Improving neutrino energy estimation of charged-current interaction events with recurrent neural networks in MicroBooNE

The Big Picture

Imagine reconstructing a car crash from only the skid marks, broken glass, and displaced bumpers, never having witnessed the collision itself. That’s roughly the challenge neutrino physicists face. Neutrinos are nearly massless, electrically neutral particles that zip through matter at close to the speed of light, interacting so rarely that detecting even one requires massive, highly sensitive detectors. When they do interact, physicists must work backward from the debris to determine the original neutrino energy.

Getting that energy right is essential. Neutrino energy governs how particles oscillate, shifting between different flavors (electron, muon, tau) as they travel. These oscillations are one of the clearest windows into physics beyond the Standard Model, proving neutrinos have mass and potentially explaining why the universe contains matter rather than antimatter. None of that works without precise energy measurements.

The MicroBooNE collaboration, over 200 physicists across more than 40 institutions, has now shown that a recurrent neural network (RNN) outperforms conventional methods, with improvements validated on real experimental data from their detector in Illinois.
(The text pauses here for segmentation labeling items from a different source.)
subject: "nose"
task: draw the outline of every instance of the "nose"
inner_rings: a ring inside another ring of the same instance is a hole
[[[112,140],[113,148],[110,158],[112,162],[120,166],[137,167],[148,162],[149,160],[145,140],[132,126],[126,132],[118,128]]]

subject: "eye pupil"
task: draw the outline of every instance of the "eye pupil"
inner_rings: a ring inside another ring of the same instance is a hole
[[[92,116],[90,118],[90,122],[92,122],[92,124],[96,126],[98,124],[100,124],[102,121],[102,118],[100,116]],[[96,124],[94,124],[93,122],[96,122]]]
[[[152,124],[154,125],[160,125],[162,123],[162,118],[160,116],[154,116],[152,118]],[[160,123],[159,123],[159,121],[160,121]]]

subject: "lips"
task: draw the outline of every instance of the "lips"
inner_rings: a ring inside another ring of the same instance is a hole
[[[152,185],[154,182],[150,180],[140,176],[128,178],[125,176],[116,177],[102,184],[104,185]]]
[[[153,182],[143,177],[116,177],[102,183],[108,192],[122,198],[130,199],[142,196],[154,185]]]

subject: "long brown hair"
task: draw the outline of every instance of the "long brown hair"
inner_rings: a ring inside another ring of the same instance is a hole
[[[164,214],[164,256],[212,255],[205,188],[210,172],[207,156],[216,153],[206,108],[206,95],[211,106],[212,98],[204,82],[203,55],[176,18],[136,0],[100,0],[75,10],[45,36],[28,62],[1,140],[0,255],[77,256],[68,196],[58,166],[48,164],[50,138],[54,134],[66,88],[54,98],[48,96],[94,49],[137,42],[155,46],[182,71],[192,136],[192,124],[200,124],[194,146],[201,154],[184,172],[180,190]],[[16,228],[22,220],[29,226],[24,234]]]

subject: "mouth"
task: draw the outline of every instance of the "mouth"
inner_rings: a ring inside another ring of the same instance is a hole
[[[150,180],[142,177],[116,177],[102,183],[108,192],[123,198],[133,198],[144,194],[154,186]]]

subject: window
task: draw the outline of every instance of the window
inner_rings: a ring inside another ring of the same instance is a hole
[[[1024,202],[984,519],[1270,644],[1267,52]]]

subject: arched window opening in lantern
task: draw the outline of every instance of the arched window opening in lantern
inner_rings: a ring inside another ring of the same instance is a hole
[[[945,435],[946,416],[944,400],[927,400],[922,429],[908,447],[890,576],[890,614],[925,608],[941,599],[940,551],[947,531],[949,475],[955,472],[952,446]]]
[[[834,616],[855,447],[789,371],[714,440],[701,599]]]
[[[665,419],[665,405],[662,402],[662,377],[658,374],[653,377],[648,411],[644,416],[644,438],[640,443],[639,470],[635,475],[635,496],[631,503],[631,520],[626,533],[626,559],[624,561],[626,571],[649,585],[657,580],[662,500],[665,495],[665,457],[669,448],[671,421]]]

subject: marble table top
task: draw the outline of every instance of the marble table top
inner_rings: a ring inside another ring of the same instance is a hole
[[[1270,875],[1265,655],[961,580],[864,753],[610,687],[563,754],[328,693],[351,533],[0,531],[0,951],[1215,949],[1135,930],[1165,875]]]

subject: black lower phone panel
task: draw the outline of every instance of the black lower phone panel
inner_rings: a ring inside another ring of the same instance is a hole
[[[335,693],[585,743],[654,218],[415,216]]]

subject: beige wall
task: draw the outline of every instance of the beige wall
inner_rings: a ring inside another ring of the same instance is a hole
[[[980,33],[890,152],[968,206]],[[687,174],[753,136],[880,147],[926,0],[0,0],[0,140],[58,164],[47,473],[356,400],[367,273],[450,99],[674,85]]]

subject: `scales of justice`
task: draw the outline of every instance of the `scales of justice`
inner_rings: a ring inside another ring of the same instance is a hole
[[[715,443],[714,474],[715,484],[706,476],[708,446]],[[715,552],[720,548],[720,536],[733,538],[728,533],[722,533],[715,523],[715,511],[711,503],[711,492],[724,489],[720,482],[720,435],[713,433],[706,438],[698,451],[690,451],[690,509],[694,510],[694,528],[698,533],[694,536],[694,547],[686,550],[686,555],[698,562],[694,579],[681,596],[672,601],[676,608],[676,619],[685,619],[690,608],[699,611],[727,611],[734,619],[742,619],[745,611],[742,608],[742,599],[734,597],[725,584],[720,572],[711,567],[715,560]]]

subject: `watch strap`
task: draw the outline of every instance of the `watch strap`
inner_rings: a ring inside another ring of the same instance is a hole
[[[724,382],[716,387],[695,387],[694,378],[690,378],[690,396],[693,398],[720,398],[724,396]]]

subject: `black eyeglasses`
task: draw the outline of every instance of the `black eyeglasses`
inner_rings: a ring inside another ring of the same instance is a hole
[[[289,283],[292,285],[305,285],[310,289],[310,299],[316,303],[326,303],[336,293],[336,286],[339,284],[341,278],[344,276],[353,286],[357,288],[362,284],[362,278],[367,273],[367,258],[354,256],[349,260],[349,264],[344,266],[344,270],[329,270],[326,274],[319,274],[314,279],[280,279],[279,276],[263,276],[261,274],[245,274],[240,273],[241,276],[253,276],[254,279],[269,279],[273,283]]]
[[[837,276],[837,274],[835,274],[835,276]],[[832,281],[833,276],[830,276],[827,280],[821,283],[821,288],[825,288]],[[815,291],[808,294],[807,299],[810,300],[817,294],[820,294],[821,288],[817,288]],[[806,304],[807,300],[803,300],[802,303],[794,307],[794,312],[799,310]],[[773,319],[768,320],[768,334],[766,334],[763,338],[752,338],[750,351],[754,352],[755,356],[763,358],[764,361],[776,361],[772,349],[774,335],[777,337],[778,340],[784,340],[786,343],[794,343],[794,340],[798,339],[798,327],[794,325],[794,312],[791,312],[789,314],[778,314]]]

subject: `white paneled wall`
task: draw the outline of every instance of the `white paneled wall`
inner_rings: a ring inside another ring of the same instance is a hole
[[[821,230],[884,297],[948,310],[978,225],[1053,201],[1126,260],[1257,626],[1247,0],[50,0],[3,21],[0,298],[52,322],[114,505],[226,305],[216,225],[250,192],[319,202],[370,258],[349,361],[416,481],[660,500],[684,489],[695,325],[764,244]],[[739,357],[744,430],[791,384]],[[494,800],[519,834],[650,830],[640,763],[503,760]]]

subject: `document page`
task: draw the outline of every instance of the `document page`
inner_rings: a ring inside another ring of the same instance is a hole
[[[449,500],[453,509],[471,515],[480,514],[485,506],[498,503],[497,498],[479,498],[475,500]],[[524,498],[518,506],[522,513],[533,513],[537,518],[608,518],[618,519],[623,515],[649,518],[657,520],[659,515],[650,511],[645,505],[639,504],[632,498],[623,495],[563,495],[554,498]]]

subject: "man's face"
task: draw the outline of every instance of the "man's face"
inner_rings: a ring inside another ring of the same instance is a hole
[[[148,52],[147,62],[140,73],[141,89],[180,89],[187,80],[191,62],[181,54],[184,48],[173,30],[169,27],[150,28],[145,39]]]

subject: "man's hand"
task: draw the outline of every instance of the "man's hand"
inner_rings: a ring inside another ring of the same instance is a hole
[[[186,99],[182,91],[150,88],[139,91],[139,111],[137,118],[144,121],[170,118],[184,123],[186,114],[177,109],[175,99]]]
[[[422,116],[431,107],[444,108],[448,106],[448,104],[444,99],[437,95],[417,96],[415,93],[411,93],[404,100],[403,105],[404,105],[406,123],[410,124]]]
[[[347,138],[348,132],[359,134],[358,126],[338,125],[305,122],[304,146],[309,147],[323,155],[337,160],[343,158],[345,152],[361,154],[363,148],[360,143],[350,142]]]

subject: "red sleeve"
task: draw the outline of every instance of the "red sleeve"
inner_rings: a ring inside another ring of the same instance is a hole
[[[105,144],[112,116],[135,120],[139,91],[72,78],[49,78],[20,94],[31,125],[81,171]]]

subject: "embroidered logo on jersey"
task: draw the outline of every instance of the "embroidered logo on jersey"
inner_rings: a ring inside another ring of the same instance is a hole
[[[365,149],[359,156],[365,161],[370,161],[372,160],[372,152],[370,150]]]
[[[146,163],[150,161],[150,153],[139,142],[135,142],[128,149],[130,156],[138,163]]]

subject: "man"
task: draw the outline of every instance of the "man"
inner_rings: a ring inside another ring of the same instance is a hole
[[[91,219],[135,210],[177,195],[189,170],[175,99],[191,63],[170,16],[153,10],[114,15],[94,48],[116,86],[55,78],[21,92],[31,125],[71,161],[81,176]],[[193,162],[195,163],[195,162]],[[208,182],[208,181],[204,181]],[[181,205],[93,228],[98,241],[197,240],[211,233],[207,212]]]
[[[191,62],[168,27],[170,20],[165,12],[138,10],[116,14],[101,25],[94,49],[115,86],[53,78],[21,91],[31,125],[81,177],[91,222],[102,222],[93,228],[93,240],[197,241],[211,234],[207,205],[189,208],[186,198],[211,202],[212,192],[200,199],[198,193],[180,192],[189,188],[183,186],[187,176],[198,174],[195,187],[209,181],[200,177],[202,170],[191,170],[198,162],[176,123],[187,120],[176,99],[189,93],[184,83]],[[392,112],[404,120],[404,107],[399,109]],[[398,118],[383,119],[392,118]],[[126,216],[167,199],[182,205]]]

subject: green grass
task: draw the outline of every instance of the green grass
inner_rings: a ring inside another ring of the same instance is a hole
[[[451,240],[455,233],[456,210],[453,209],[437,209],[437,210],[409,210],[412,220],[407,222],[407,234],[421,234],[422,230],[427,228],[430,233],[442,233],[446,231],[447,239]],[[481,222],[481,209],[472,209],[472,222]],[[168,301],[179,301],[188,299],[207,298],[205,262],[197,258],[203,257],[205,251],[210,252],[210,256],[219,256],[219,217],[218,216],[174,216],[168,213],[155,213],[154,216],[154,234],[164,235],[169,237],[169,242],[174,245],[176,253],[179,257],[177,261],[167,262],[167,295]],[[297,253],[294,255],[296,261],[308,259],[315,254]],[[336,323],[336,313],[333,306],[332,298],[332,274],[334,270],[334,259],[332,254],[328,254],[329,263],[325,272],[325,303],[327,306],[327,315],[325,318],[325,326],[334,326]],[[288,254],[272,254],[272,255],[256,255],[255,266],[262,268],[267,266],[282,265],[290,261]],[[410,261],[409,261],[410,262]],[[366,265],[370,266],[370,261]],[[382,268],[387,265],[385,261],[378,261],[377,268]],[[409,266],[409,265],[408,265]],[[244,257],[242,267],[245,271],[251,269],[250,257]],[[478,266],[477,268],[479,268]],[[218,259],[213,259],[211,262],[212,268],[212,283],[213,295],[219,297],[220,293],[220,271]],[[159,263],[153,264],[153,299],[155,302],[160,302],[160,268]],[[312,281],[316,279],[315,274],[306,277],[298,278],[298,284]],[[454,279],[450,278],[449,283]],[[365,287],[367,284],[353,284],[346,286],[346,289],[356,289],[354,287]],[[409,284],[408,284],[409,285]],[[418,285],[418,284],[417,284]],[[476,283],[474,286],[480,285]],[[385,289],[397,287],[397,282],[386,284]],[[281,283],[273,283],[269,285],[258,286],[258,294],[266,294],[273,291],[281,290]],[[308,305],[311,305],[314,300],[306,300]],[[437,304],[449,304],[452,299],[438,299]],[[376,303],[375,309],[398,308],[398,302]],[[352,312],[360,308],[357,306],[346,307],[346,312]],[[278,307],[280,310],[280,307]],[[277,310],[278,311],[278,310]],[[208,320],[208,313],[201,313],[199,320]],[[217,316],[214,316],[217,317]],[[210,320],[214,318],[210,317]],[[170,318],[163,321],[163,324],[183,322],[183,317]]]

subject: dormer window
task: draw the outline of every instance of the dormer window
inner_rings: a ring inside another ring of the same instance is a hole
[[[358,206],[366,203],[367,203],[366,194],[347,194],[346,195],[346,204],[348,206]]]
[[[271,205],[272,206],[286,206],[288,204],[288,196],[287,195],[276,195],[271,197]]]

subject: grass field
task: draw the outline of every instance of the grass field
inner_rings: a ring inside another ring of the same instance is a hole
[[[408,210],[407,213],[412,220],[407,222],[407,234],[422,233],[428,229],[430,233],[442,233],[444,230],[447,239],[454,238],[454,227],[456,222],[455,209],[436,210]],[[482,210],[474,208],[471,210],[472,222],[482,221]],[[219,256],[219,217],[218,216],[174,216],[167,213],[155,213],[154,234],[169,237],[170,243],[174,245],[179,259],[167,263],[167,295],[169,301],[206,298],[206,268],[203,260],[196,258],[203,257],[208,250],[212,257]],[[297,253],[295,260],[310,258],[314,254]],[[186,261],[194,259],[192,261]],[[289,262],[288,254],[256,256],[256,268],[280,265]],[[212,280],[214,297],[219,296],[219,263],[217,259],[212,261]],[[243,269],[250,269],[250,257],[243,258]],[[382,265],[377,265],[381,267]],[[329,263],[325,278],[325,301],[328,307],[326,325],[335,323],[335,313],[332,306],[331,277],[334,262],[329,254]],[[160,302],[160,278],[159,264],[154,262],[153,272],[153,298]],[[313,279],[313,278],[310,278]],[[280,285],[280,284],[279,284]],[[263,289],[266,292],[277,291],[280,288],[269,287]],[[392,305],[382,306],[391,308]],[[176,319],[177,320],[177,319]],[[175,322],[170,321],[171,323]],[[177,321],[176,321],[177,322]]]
Key Insight: By feeding particle kinematic information into an RNN, MicroBooNE achieves reduced bias and improved energy resolution compared to the traditional approach of summing detected energy deposits, and the network holds up when tested against real data.

How It Works

The MicroBooNE detector is a liquid argon time projection chamber (LArTPC): a 170-ton tank of ultra-pure liquid argon that acts as both neutrino target and detector medium. When a neutrino strikes an argon nucleus, it produces a cascade of final-state particles, primarily a muon plus a spray of hadrons (protons, pions, and their kin). These particles ionize the argon, and the resulting electron clouds drift toward wire planes, producing 2D projections that get reconstructed into 3D particle tracks.

The traditional approach sounds simple enough: sum all the visible energy deposited in the detector. In practice, it runs into serious problems. Neutrons escape without leaving ionization trails. Nuclear binding energy gets absorbed by the argon nucleus. Detector gaps and inefficiencies pile on top.

The upshot: reconstructed energy consistently undershoots the true value, and even events at identical true energies scatter widely in the reconstruction.

The RNN takes a different tack. Instead of integrating raw energy deposits, it ingests the kinematic properties of individual reconstructed particles. The architecture handles variable-length sequences, which matters because the number of final-state particles differs from event to event. One interaction might produce a muon and a single proton; another might produce a muon, three protons, and several pions.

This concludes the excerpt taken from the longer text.